Most had left Butte LaRose days earlier amid high tension as the water continued its move toward the area, about 45 miles west of Baton Rouge.

The Army Corps of Engineers partially opened the Mississippi River's Morganza floodway May 14 to spare Baton Rouge and New Orleans from catastrophic flooding, but the water it was diverting from the Mississippi River into the Atchafalaya Basin still hadn't reached the town nearly a week later.

While Mississippi communities that line their namesake river were waiting for floodwaters to recede Saturday, Louisiana residents in the path of diverted waters were enduring an agonizing wait.

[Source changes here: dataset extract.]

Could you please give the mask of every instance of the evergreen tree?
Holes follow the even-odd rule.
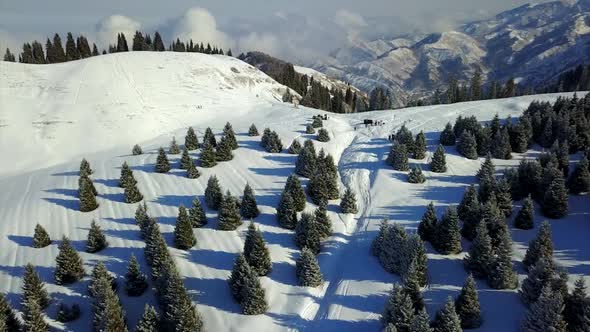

In St. Martin's Parish, La., a mandatory evacuation was ordered to take effect Saturday, only to be pushed back at least two days after officials said the river would crest May 27 at a lower level than previously thought. Meanwhile, communities along the Mississippi River in Mississippi wait for floodwaters to recede.

In Vicksburg, Miss., Chris Lynn fired up his small aluminum boat and traveled about a mile to check out his father's house. The home sits on a 15-foot mound of dirt on the Mississippi River's banks, much like an island in the murky water.

"It looks like the water has come down about 2 inches," Lynn said, grabbing his cell phone to call his 73-year-old father with the news. "That's good. The floor is starting to dry out."